"Rücken-Figures" and the Role of the Viewer
As I’ve discussed in my last Canvas entry back in April, it can be difficult to write about visual art because the whole point is the visual. They say a picture’s worth a thousand words, but I don’t think anybody’s been able to come up with a precise write-up of those particular thousand words. Besides, so much of engaging with visual art depends on you as the viewer. What kinds of images strike you? Which leave you cold? What combination of colors grabs your attention? Which palettes become discordant in your eyes? What subjects appeal to you? Of course, nobody has the same answers. Unless you’re talking to a colony of clone robots, but that’s probably unlikely. Probably.
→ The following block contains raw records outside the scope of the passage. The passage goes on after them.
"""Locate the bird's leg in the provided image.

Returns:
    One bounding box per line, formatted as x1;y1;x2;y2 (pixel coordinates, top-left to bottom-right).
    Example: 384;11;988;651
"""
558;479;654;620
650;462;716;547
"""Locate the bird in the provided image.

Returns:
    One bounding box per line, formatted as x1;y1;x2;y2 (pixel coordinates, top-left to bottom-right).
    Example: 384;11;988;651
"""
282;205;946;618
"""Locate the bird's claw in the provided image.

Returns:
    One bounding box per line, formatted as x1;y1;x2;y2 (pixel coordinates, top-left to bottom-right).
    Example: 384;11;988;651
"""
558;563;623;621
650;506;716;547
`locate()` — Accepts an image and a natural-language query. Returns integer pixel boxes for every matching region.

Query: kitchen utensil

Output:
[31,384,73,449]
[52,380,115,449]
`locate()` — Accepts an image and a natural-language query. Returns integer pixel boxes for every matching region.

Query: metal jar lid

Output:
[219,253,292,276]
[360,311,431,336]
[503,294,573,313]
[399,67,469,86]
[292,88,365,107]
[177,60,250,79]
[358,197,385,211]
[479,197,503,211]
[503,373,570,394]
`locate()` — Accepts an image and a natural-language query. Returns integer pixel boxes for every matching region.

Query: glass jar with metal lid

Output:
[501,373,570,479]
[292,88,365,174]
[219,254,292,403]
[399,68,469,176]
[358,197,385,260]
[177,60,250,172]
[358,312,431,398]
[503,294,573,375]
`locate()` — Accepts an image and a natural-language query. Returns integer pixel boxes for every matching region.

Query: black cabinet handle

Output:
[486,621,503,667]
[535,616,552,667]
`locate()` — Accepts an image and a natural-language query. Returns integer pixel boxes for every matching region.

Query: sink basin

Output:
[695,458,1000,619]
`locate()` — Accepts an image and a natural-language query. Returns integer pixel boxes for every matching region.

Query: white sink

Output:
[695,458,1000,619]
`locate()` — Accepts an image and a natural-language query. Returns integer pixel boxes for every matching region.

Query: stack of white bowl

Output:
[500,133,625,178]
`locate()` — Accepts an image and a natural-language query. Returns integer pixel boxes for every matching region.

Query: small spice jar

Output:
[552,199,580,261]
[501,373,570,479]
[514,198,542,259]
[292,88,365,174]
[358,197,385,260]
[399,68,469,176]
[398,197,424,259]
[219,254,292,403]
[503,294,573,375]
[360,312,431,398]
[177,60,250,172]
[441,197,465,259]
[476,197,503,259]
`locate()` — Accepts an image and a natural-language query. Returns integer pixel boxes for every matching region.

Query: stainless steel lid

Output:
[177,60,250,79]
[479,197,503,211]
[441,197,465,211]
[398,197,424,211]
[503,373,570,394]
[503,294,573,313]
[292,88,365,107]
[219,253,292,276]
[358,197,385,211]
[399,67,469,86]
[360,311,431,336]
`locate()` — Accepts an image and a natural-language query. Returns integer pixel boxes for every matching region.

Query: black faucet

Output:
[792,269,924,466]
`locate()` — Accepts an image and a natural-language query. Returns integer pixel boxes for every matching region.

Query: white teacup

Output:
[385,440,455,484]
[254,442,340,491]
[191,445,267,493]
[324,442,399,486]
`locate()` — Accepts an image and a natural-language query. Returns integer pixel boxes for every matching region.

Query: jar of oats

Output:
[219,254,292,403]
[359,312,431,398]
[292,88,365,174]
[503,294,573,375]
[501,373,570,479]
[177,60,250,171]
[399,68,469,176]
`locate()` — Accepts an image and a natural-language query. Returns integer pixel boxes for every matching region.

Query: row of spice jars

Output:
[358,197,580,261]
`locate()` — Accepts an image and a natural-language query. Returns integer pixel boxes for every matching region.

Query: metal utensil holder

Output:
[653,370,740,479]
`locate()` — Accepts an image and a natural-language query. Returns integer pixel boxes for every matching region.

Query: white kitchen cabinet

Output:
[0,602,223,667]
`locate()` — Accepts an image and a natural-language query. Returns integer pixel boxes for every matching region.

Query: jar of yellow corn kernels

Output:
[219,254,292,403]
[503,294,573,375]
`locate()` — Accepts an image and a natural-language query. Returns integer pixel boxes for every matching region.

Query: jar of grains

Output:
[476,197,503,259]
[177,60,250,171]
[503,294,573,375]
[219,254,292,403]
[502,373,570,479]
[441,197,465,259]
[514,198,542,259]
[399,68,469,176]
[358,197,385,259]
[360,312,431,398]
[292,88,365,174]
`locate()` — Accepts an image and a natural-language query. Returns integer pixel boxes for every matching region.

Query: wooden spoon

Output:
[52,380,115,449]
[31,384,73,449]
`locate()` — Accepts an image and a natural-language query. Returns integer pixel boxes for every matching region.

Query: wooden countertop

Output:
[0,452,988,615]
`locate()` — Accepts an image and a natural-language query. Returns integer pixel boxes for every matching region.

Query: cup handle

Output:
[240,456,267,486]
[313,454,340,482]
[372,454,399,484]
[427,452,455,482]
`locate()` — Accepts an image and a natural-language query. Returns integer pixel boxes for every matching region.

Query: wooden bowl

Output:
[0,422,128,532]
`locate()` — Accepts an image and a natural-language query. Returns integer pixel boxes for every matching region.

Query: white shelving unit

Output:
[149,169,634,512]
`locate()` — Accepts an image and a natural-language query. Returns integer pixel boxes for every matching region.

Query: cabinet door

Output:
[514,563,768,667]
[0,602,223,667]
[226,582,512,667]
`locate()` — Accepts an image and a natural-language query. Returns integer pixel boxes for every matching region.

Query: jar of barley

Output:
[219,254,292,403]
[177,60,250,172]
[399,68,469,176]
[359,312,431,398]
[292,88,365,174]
The viewer is a central and often invisible part of the creation of visual art. Much how writers rarely pen a work that’s not meant to be seen, excluding Emily Dickinson and the like, artists are aware that their piece will have a viewer who will respond to it in a unique way. But of course this isn’t always the case. According to Wikipedia, the German Romantic art movement coined the term Rückenfigur, or “figure seen from behind.” This practice involved positioning a viewer-surrogate in the forefront of a landscape painting. The figure is seen from behind and given few visual characteristics because they’re not meant to be the focus of the painting. Instead, the figure is meant to connect to the audience: “The viewer can identify with the image-looking figure and then recreate the space to be conveyed.” Using this technique, the viewer is no longer an ambiguous, invisible presence. The viewer is rooted in the work despite not being its focus.
Fast-forward to modern times and we find freelance illustrator Kevin Jay Stanton and his landscape series “Rücken-Figures,” which twists the Rückenfigur technique to primarily again assign focus to landscapes and render the viewer invisible. Instead of positioning a surrogate viewer in the frames of his landscapes, Stanton makes the viewer feel as if they are present in the landscape. The inanimate objects - trees, flowers, mountains, rivers, and the like - are granted souls. Stanton also wonderfully experiments with color palettes and shapes, creating downright beautiful pieces of art.
I find it fascinating how he named this series, considering it’s a play on the Rückenfigur technique more than an actual practice of it. I’m especially enamored of, again, his choice of colors; even in dark palettes he finds a lighter contrasting color that brightens the piece in a very striking way. Stanton also conveys a sense of motion through the shapes he chooses; even tranquil scenes are rendered dynamic and active, and the images that already depict the world in motion are all the more powerful, especially this one depicting a lightning storm.
“Rücken-Figures” is an ongoing project with almost one hundred entries, and the entire Tumblr of pieces is worth a look; I’ve only selected some of my favorites. Here, we as viewers are challenged with art that seeks to engage us more directly. The only question - the perpetual question - is how do we respond?